In the market, the problems of algorithmic stablecoins have also been revealed. ESD and BAC were anchored at $1, but they were completely separated from the anchor in the second quarter; AMPL, which has been linked to exchange rates, became one of the mainstream algorithmic stablecoins. The most volatile. The more optimistic phenomenon is that the price of FRAX has been stable at 1 US dollar for a long time. The arbitrage mechanism has effectively helped FRAX achieve price anchoring, and there are very few positive and negative premiums of more than 1%.

So far, the algorithmic stable currency project is based on the mortgage model of digital currency, and various innovations have been made around the mortgage rate, from 0 mortgage ESD, to dynamic mortgage FRAX, and subsequent over-collateral FEI. These attempts balance between mortgage rate and risk, but it is difficult to balance.

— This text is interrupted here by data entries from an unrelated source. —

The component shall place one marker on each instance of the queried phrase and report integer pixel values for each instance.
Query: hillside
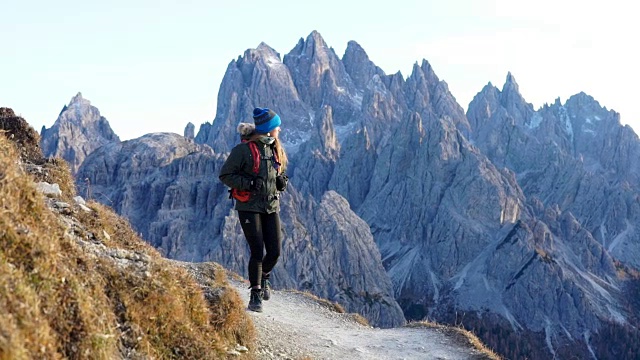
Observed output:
(77, 282)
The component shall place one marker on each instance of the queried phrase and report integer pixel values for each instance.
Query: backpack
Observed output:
(243, 195)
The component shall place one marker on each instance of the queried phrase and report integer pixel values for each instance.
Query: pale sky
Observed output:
(152, 66)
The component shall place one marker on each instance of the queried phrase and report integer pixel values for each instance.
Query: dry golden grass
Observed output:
(462, 335)
(60, 300)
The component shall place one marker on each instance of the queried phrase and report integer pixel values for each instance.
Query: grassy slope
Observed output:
(84, 285)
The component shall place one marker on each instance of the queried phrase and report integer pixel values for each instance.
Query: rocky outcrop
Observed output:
(18, 131)
(78, 131)
(190, 131)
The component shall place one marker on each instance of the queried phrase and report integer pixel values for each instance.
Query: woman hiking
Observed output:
(254, 171)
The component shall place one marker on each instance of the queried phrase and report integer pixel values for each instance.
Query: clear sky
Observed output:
(153, 66)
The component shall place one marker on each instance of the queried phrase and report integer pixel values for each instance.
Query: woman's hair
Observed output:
(281, 154)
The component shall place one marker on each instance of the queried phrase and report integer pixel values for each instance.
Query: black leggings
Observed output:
(262, 232)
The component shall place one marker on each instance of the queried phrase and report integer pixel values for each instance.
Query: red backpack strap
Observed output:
(255, 153)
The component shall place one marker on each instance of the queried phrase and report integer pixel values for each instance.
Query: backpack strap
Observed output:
(255, 153)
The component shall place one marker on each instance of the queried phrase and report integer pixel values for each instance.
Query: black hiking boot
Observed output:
(266, 289)
(255, 300)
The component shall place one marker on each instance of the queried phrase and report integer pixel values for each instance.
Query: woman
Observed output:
(256, 186)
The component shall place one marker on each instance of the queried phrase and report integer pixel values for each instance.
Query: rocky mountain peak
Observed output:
(358, 66)
(78, 131)
(78, 100)
(511, 84)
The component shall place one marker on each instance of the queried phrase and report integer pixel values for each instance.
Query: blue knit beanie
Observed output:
(265, 120)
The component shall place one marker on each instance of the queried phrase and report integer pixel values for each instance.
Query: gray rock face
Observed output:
(168, 188)
(190, 131)
(504, 212)
(78, 131)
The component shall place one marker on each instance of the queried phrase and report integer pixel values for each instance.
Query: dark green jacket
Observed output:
(237, 173)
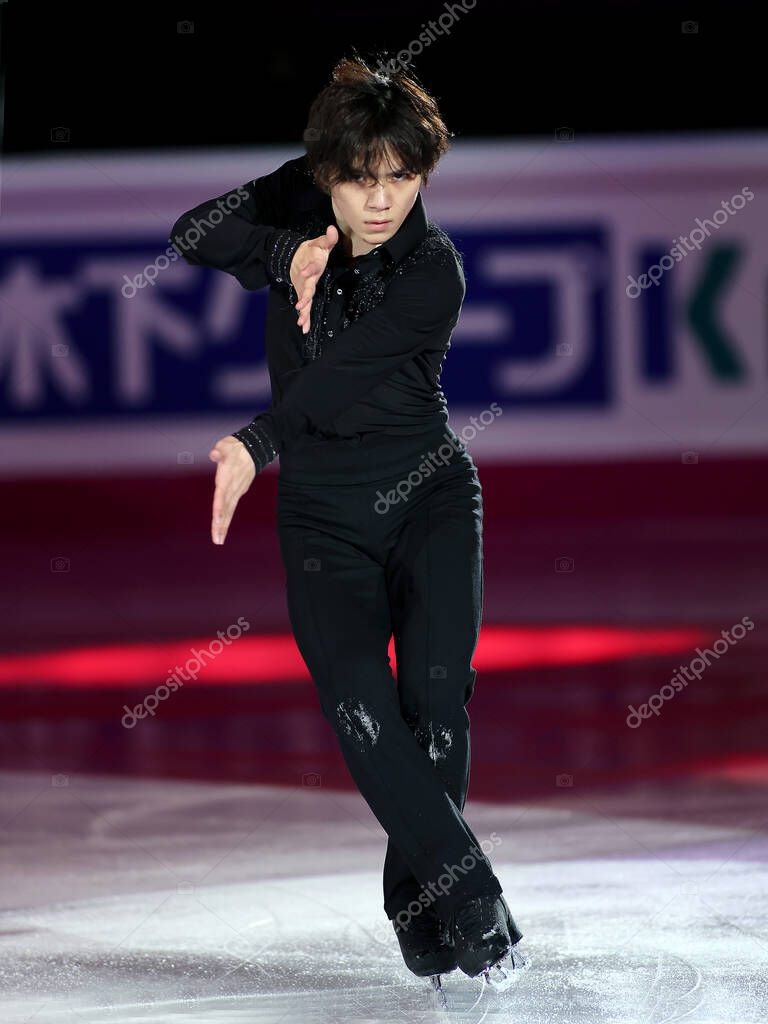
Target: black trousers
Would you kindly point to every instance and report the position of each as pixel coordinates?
(399, 556)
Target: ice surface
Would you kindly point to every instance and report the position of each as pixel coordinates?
(130, 900)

In addition, the newer stablecoins FLOAT and RAI did not choose to anchor the dollar. The former starts from the golden ratio of 1.618, and the latter starts from the pi (π), which is also regarded as a currency with low volatility. This also shows that there may be new opportunities for non-dollar stablecoins, and algorithmic stablecoins are still in the trial and exploration stage.

How the algorithmic stablecoin balances and competes in the “market size” and “price stability” is the biggest concern of the market and the community for algorithmic stablecoins. Since the development of algorithmic stablecoins, the ideas of various projects have become more conservative. What the market and the community need more is the “stability” of algorithmic stablecoins. In any case, in the three major sectors of “lending, mortgage, and stablecoin”, DeFi has shown great charm in the first two sectors. The development of the stablecoin sector is still regarded as a huge space. “Stable currency” still has too much expectations.